Peter Iwaniewicz dankt Bruno Kreisky für die Wegefreiheit

Kolumnen, FALTER 9/2019 vom 26.02.2019

Das in der Nationalhymne beschworene Land der Hämmer – also der „Arbeiterklasse“ – gibt es im Österreich des 21. Jahrhunderts nicht mehr. Sehr wohl aber existiert noch immer das Land der Äcker. Und der Almen. Das erstinstanzliche Urteil des Landesgerichts Innsbruck, das einen Landwirt für schuldig befand, weil seine Rinder eine Frau getötet hatten, ließ die Wogen der Empörung hochgehen. Man werde daher alle Wanderwege für Fußgänger sperren, drohte sofort die Bauernlobby. Und eine Einzäunung der Weideflächen wäre unfinanzierbar und käme daher nicht infrage. Das findet in Medien und der öffentlichen Meinung Resonanz: Die Frau ist selbst schuld daran, mit Hund geht man nicht auf Almen, Touristen und Stadtmenschen haben keine Ahnung vom Umgang mit Nutztieren etc.

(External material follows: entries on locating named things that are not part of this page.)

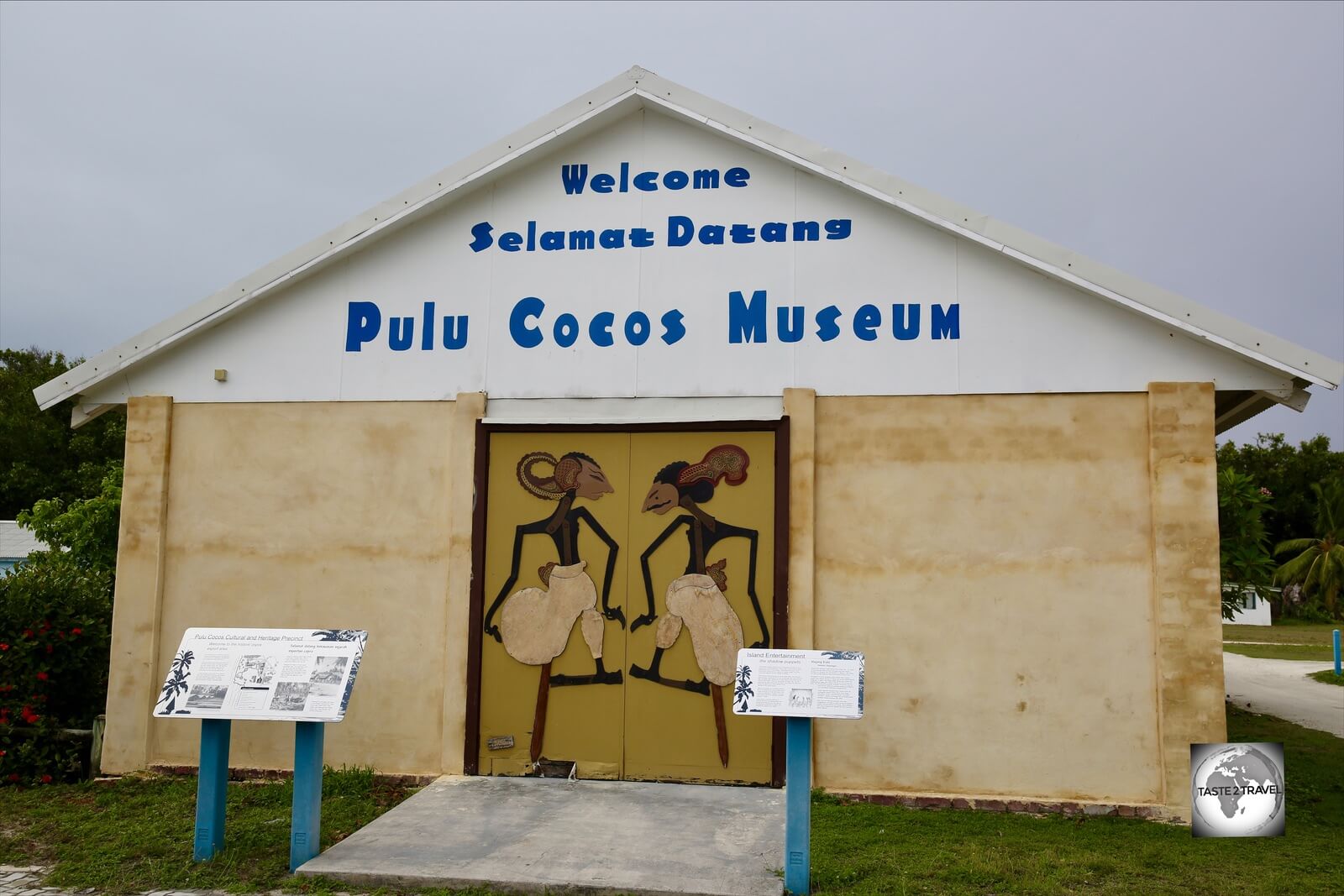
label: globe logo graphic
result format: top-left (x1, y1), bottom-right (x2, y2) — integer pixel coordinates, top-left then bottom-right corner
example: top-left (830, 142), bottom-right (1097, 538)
top-left (1191, 744), bottom-right (1284, 837)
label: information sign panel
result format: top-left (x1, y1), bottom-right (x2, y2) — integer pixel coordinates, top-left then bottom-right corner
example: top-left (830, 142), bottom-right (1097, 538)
top-left (155, 629), bottom-right (368, 721)
top-left (732, 650), bottom-right (863, 719)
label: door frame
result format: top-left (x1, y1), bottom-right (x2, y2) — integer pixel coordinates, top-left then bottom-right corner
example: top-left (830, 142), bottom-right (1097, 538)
top-left (462, 417), bottom-right (789, 787)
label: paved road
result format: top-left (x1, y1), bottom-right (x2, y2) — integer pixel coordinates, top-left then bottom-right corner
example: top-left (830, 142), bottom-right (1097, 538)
top-left (1223, 652), bottom-right (1344, 737)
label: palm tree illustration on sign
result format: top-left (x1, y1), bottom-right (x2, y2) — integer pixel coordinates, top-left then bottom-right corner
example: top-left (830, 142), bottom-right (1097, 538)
top-left (159, 650), bottom-right (197, 716)
top-left (486, 451), bottom-right (625, 763)
top-left (630, 445), bottom-right (770, 768)
top-left (732, 666), bottom-right (755, 712)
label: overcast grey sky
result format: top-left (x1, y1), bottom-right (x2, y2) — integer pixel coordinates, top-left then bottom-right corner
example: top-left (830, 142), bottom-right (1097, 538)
top-left (0, 3), bottom-right (1344, 445)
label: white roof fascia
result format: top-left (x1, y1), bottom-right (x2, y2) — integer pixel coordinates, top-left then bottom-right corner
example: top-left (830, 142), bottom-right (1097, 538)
top-left (34, 65), bottom-right (1344, 408)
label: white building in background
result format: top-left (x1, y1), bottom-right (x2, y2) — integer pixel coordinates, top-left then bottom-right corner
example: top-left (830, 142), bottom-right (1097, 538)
top-left (0, 520), bottom-right (45, 575)
top-left (1225, 589), bottom-right (1278, 626)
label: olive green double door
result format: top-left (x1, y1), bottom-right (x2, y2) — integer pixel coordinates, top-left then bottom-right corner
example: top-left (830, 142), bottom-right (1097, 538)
top-left (477, 430), bottom-right (775, 783)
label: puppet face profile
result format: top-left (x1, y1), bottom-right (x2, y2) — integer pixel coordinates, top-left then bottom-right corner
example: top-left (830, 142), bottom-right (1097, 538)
top-left (574, 461), bottom-right (616, 501)
top-left (640, 482), bottom-right (681, 516)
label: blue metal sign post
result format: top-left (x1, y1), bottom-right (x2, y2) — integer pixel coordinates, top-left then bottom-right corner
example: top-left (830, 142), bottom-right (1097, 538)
top-left (191, 719), bottom-right (327, 873)
top-left (784, 717), bottom-right (811, 896)
top-left (191, 719), bottom-right (231, 861)
top-left (732, 647), bottom-right (863, 896)
top-left (289, 721), bottom-right (327, 874)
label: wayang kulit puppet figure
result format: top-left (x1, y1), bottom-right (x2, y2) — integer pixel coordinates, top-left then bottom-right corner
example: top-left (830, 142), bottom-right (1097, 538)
top-left (630, 445), bottom-right (770, 768)
top-left (486, 451), bottom-right (625, 763)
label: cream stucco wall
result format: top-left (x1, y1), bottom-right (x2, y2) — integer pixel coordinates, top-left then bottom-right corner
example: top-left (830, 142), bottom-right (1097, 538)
top-left (103, 385), bottom-right (1226, 814)
top-left (813, 385), bottom-right (1221, 813)
top-left (105, 401), bottom-right (475, 773)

In einer Presseaussendung des Gerichts zeigt sich aber eine andere Wirklichkeit: Die Attacke der Mutterkuhherde auf die Frau passierte auf einer öffentlichen, von Wanderern und Bikern stark genutzten Strecke, in deren unmittelbarer Nähe sich eine große Gastwirtschaft mit Stall befindet. Da soll eine Abzäunung zur Straße hin unzumutbar sein?

Wem gehört Österreich? Ganz real den Land- und Forstwirten. Laut „Grünem Bericht“ werden 38 Prozent der heimischen Landschaft agrarisch genutzt und 40 Prozent forstlich bewirtschaftet. Auf drei Viertel der Naturräume gibt es daher grundrechtliche Ansprüche einer sehr kleinen Personengruppe, die nur 2,6 Prozent der erwerbstätigen Bevölkerung stellt.

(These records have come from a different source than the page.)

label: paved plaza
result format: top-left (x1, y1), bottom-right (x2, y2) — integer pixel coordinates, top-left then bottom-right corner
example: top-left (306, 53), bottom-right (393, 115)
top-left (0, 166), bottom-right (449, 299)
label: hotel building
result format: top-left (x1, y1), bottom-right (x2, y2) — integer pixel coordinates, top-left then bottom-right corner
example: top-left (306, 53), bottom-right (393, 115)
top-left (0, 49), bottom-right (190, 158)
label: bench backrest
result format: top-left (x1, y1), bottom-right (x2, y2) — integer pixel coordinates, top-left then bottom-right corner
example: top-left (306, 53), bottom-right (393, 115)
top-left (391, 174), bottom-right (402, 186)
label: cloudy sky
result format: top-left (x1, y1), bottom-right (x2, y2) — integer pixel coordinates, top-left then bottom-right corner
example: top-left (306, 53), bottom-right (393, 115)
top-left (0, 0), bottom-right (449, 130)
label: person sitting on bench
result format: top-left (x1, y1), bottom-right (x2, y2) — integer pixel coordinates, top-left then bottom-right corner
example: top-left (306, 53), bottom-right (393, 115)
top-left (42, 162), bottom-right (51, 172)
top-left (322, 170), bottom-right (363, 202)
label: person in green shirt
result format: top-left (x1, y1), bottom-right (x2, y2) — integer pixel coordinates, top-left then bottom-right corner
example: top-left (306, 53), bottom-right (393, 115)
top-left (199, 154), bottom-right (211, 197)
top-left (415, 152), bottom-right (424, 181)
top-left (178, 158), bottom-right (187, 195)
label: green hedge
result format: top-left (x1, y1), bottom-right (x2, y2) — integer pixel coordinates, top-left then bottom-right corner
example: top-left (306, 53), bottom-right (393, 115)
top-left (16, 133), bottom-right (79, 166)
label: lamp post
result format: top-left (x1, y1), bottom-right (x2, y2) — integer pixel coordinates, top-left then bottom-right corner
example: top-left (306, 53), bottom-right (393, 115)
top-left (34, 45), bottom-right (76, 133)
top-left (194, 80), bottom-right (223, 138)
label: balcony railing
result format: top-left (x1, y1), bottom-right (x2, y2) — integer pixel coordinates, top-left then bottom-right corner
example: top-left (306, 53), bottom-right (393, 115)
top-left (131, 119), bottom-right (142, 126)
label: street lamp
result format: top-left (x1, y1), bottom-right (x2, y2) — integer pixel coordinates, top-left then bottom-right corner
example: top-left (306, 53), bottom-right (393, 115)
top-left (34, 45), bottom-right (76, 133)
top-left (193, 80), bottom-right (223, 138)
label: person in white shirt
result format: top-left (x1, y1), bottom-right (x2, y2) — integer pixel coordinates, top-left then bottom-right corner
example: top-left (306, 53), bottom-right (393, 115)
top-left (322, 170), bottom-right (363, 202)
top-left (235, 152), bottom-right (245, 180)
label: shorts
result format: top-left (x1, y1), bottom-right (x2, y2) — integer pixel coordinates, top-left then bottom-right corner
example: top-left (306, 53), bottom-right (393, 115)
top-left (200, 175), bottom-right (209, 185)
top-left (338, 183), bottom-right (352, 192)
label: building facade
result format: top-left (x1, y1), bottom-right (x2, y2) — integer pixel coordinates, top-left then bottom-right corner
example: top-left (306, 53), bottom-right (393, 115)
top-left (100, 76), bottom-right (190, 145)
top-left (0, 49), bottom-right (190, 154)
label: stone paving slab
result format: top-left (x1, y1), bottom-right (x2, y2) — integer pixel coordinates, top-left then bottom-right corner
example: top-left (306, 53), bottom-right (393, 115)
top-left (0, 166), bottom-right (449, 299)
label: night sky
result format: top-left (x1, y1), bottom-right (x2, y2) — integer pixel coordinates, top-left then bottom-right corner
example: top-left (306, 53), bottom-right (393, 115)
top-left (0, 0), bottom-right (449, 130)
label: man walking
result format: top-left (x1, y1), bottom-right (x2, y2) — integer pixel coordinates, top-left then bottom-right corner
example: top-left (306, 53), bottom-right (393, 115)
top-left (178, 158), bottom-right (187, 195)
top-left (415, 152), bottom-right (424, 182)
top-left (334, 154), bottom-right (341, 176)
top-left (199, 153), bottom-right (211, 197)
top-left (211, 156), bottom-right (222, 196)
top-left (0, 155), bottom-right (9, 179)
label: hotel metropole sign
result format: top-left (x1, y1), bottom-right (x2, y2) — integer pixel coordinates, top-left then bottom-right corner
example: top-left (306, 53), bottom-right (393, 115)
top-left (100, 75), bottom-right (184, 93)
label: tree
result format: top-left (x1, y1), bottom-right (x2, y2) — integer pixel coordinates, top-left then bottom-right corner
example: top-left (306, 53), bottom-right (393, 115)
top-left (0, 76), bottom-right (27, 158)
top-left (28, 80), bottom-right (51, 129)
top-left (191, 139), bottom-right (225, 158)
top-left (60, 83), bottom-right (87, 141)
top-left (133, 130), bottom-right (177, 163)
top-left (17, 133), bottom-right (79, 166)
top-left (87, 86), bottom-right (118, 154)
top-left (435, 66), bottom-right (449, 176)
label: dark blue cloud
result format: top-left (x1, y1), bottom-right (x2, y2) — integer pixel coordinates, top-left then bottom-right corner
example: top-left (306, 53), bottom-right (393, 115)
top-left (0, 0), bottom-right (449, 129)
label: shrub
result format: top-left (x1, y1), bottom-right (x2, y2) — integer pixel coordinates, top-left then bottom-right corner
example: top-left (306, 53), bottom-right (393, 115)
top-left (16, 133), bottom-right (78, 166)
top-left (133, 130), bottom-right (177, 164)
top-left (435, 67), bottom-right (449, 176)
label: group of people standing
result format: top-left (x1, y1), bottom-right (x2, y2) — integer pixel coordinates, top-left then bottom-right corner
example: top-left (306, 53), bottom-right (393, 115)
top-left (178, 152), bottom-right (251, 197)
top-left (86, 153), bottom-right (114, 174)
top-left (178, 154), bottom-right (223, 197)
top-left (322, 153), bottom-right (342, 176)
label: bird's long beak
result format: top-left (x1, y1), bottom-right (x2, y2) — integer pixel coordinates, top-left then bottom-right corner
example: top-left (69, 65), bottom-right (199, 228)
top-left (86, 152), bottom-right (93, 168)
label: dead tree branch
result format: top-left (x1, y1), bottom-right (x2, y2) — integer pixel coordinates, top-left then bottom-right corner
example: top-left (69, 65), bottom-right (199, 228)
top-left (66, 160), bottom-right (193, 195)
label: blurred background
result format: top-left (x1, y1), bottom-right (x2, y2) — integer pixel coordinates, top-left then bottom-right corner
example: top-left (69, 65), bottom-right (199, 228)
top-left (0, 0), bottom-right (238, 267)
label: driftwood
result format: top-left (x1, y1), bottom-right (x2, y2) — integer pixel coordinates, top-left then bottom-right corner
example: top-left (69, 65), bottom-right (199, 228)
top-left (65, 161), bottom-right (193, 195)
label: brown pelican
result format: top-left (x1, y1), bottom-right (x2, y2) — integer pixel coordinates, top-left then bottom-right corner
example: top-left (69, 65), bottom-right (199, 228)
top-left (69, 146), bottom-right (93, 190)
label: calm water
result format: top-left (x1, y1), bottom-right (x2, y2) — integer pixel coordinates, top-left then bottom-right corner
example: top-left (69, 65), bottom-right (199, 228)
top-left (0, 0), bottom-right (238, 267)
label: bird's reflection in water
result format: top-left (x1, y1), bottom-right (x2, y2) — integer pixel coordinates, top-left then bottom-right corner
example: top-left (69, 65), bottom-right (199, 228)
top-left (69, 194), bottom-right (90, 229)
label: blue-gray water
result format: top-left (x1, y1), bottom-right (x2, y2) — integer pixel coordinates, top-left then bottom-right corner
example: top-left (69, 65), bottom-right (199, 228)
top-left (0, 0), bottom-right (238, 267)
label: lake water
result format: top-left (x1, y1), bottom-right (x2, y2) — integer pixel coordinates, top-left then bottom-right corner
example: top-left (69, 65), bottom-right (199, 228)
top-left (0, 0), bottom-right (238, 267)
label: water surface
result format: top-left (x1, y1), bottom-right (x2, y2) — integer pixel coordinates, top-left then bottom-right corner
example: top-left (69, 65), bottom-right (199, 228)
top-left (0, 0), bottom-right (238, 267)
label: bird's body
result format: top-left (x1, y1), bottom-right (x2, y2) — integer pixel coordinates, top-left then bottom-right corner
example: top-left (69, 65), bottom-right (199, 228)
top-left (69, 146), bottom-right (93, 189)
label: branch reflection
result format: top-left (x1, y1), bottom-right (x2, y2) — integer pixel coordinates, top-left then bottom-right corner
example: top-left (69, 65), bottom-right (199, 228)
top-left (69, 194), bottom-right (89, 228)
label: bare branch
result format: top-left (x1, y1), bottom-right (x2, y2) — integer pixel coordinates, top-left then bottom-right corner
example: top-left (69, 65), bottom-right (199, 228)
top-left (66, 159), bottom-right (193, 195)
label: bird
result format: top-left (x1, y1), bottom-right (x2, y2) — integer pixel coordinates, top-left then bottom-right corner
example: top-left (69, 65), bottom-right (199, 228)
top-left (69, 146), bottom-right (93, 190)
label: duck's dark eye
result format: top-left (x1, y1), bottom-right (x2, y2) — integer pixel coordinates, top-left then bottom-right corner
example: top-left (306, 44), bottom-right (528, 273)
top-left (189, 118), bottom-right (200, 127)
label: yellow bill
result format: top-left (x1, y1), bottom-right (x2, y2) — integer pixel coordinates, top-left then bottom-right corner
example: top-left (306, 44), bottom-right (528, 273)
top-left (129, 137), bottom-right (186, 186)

Seitdem 1975 im Forstgesetz die Wegefreiheit festgelegt wurde, die jedermann das Betreten des Waldes zu Erholungszwecken gestattet, ist dies ein Stachel im Fleisch der Grundbesitzer. Zu diesem Recht gibt es jedoch zahlreiche Regelungen, die auf diese Waldflächen dennoch ein Betretungsverbot verhängen können: Waldbrandgefahr, Schädlingsbekämpfung, Jungwald unter drei Metern, jagd- und naturschutzrechtliche Sperren, Nationalparkgesetze, Flächen, die in Zusammenhang mit den Wohnhäusern der Grundeigentümer stehen, etc.

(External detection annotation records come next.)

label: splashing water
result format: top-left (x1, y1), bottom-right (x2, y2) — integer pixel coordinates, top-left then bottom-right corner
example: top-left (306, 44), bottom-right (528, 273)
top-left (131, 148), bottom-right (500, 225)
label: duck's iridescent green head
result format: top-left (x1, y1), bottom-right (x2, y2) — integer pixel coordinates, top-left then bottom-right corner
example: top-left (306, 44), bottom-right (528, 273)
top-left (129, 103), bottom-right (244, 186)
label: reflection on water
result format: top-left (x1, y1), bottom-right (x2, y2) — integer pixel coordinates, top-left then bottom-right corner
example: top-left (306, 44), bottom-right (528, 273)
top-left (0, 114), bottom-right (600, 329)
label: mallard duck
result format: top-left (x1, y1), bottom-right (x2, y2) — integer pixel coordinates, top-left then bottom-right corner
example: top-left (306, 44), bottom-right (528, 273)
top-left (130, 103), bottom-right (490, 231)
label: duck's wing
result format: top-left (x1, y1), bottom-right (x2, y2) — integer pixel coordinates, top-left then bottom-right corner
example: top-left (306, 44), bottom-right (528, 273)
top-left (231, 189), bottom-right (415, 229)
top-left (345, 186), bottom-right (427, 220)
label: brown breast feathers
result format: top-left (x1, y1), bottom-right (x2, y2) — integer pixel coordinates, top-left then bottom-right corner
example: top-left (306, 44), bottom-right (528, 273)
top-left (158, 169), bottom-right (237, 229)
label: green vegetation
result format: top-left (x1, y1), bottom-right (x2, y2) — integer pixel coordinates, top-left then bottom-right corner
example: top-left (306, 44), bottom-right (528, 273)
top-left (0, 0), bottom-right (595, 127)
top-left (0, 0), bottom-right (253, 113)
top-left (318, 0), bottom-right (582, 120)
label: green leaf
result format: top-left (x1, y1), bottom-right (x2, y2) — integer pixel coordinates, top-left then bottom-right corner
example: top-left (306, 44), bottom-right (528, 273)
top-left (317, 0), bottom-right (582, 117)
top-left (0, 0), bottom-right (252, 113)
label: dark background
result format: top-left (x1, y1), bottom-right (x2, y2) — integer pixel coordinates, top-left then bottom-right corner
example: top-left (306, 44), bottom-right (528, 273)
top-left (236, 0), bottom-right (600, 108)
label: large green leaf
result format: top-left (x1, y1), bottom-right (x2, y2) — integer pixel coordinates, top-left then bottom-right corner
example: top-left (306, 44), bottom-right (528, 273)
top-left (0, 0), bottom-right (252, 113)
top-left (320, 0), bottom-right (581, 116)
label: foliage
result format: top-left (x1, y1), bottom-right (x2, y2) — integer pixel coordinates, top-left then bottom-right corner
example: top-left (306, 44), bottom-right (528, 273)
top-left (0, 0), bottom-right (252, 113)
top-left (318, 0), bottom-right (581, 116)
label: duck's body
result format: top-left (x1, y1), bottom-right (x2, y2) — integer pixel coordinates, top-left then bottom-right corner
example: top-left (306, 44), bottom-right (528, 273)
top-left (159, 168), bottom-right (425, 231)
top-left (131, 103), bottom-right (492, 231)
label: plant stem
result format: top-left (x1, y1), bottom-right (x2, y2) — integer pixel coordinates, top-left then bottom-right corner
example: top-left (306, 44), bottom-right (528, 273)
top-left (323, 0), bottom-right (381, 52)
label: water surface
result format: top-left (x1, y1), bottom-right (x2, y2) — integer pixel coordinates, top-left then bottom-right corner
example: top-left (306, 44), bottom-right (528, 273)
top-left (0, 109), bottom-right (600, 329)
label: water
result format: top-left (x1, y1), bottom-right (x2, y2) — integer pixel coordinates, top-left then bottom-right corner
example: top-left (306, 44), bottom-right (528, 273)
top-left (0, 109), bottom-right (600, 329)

Jeder kleine Handwerksbetrieb hat mehr betriebliche Auflagen hinsichtlich Abluftfilterung, Lärmschutz, Abfallentsorgung oder Bauvorschriften als ein Landwirt. Methangas? Gülleausbringung? Nitrat im Grundwasser? Pestizide? Feinstaub? Zubau im Schutzgebiet? Kein Vergleich mit anderen Wirtschaftstreibenden. Aber Haftung? Nein! Wem gehört Österreich?